Load a model and use multiple GPUs at inference

I have a model that I train on multiple GPUs, and then use it for inference. If I do training and inference all at once, it works just fine, but if I save the model and try to use it later for inference using multiple GPUs, then it fails with this error:

RuntimeError: Expected tensor for argument #1 'input' to have the same device as tensor for argument #2 'weight'; but device 1 does not equal 0 (while checking arguments for cudnn_convolution)

So, this works fine:

  • Create model
  • Train model on multiple GPUs
  • Use model for inference using multiple GPUs

This fails at inference:

  • Create model
  • Train model on multiple GPUs
  • Save model using torch.save(model, path)
  • Load model using torch.load("path", map_location=torch.device("cpu")), also fails if I don’t use map_location
  • Use model for inference using multiple GPUs (I don’t forget to use to(device))

What am I doing wrong?

Could you explain how multiple GPUs are used in the working cases?
Are you using DistributedDataParallel or any manual model sharding?

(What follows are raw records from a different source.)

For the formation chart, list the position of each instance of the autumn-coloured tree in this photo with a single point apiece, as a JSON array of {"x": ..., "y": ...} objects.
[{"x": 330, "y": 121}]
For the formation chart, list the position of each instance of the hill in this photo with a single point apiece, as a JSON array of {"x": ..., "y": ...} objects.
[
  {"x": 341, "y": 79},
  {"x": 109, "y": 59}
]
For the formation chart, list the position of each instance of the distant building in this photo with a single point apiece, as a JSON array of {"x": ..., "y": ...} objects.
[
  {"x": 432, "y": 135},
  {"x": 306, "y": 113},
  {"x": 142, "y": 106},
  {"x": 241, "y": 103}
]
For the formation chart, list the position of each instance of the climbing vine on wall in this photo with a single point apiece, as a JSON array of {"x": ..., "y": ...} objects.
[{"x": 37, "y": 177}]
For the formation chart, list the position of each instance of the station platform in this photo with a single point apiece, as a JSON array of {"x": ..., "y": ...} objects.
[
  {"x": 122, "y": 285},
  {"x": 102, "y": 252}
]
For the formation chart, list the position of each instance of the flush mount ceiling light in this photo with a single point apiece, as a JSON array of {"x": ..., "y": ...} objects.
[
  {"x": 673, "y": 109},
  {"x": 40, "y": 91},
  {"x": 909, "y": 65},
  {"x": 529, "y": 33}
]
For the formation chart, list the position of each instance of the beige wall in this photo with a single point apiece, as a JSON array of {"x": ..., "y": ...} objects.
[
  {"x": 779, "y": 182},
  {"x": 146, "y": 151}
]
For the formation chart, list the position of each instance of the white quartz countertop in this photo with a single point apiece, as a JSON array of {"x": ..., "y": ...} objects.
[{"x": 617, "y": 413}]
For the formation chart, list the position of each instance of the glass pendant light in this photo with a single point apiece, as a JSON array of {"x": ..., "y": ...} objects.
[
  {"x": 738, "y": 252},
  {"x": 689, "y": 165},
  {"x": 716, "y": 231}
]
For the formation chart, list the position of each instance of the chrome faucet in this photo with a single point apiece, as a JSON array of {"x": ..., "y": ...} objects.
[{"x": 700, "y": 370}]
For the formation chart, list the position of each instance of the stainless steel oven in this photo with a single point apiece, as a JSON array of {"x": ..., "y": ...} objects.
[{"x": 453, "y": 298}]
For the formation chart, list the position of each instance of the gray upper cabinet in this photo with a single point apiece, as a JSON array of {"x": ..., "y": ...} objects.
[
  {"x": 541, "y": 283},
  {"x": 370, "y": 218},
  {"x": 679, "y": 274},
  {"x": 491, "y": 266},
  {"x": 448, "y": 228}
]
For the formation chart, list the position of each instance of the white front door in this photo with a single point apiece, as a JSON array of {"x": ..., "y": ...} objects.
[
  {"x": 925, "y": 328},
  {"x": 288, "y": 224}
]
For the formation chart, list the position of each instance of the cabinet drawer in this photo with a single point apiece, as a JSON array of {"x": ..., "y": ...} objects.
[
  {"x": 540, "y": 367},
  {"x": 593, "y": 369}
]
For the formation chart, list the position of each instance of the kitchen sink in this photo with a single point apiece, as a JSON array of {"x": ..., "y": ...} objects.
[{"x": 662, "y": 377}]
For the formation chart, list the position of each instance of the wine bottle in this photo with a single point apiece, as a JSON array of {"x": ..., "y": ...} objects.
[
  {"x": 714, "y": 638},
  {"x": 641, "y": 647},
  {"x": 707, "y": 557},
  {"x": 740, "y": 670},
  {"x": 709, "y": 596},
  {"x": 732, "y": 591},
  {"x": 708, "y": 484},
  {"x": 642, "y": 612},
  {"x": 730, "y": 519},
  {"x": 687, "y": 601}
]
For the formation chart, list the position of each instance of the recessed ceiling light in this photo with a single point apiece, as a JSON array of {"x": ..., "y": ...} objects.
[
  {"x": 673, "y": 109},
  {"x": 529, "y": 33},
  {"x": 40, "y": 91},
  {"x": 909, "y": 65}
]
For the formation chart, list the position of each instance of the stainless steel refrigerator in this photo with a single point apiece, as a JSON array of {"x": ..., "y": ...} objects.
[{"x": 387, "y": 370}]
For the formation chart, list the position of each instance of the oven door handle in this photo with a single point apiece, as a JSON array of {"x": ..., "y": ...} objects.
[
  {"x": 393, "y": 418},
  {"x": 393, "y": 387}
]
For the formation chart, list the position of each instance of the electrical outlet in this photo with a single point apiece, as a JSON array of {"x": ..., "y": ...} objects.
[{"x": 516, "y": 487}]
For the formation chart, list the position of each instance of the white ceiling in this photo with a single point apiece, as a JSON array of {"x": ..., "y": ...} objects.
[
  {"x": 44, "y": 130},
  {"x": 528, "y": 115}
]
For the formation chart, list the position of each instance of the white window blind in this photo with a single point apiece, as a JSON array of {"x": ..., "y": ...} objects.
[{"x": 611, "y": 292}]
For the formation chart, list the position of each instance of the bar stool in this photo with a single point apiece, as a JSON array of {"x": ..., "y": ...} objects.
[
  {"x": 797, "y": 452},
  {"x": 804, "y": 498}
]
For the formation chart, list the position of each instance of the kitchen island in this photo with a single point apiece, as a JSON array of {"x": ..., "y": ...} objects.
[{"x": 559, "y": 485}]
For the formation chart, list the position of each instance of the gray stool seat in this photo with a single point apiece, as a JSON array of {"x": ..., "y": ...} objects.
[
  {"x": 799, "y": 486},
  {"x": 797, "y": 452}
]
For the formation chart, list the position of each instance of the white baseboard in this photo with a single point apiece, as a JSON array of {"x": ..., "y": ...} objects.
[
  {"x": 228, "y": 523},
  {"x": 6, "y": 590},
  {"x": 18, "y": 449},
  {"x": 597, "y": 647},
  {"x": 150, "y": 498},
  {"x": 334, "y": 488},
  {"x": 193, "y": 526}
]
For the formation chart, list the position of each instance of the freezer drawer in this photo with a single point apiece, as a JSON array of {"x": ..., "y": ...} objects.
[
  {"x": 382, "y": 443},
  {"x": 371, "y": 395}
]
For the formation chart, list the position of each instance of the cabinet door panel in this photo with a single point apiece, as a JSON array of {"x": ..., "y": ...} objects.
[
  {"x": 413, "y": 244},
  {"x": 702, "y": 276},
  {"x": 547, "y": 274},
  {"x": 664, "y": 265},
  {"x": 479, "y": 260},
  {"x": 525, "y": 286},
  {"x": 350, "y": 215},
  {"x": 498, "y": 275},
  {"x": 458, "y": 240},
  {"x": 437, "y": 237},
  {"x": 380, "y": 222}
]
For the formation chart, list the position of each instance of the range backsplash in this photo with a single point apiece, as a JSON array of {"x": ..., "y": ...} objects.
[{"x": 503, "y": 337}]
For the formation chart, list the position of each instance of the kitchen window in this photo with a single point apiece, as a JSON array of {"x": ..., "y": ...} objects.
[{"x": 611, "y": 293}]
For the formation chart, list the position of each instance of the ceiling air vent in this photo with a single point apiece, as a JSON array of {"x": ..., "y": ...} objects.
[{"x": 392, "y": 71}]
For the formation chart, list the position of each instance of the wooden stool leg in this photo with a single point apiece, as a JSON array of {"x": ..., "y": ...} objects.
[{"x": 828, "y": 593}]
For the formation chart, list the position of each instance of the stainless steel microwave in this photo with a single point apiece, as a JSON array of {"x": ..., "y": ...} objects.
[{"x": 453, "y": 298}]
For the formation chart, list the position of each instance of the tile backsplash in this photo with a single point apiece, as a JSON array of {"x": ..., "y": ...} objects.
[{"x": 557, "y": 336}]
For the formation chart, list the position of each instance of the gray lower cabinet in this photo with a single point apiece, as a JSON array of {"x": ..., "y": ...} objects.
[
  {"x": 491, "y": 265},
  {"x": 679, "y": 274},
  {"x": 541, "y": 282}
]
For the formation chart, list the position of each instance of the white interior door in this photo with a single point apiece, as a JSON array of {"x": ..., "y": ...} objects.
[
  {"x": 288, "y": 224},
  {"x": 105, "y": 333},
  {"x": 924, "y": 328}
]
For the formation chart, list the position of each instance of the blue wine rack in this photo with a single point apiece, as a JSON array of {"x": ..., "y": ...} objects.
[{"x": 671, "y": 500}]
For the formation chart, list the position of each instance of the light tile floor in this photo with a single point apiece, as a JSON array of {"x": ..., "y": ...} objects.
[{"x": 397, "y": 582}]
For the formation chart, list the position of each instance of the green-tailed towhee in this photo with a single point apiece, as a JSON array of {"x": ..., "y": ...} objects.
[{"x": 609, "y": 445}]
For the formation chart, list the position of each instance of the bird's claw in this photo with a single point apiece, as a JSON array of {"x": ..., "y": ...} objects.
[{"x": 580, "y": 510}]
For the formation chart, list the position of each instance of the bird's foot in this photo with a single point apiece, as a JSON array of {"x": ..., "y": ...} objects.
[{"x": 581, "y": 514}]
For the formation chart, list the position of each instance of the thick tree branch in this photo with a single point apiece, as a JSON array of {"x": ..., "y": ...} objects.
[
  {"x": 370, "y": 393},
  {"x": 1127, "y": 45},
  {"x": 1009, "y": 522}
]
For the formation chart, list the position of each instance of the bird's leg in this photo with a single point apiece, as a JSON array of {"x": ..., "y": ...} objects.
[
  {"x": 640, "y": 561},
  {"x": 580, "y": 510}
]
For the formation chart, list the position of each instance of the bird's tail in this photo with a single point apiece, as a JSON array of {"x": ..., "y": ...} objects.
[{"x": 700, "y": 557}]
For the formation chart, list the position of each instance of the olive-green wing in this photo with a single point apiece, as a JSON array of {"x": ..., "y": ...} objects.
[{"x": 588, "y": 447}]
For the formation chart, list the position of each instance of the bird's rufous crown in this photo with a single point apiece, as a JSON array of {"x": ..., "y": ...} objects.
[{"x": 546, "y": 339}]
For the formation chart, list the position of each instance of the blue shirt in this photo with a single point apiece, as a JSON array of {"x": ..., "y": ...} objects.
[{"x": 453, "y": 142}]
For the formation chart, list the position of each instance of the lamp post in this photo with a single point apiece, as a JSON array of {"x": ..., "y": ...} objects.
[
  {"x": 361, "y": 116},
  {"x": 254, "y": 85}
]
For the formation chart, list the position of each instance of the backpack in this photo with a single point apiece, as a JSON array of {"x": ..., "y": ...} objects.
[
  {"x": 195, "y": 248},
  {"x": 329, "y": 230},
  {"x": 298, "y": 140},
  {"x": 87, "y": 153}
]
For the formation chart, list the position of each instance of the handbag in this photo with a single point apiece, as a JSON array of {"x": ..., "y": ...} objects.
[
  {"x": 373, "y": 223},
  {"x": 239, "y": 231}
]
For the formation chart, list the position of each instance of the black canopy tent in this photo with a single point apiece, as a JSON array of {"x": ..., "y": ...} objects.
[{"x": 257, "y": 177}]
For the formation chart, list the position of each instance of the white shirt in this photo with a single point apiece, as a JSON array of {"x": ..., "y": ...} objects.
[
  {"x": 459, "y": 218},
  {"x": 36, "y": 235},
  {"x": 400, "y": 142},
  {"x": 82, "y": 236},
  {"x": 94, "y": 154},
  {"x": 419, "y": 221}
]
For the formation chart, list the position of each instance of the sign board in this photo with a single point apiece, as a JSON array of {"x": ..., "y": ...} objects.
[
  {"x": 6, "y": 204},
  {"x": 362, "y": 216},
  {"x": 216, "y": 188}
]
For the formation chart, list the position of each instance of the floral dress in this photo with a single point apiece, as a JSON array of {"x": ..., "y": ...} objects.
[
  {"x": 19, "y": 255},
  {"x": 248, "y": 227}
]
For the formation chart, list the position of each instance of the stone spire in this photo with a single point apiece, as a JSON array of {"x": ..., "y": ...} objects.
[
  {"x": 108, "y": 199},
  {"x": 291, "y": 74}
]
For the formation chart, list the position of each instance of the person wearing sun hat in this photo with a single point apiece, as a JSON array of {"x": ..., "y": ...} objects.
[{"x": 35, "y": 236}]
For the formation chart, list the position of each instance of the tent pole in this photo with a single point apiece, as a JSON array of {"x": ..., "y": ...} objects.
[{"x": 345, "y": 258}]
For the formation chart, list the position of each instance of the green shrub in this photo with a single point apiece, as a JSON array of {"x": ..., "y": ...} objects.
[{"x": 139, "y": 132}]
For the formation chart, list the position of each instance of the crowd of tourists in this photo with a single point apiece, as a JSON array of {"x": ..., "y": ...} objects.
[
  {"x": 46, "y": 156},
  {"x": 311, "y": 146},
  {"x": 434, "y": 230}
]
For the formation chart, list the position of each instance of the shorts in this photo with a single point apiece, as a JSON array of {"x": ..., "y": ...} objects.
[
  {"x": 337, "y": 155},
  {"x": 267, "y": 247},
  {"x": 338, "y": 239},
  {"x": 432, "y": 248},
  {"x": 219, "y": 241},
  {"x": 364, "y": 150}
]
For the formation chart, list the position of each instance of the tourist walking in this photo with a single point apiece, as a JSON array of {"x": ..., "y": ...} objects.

Thank you for your answer.
No, I use if torch.cuda.device_count() > 1: model = nn.DataParallel(model) for the multiple GPUs part in both scenarios. In fact the code is exactly the same, it’s just that if the model is not already trained, then I train and saved it.
I should precise that I work on a cluster made of nodes containing 4 GPUs each. I did the test requesting and using 2 rtx2080.

OK, strange. Could you post a minimal, executable code snippet showing the failure, please?
The model definition as well as some random input tensors might be sufficient to reproduce the issue.

So, I fixed the issue, or at least I did what was “recommended”.

When saving the model, I was saving the entire model torch.save(model, path), not the state dict torch.save(model.state_dict(), path). And now I can use multiple GPUs or not for training, save the model, load it, and use multiple GPUs of not for inference.

However, it seems that saving the entire model is bugged.

I had to train another model, completely different architecture. The exact same thing happened, with the same solution: if I save the entire model, I cannot use multiple GPUs after, but if I save the state dict, then everything is fine.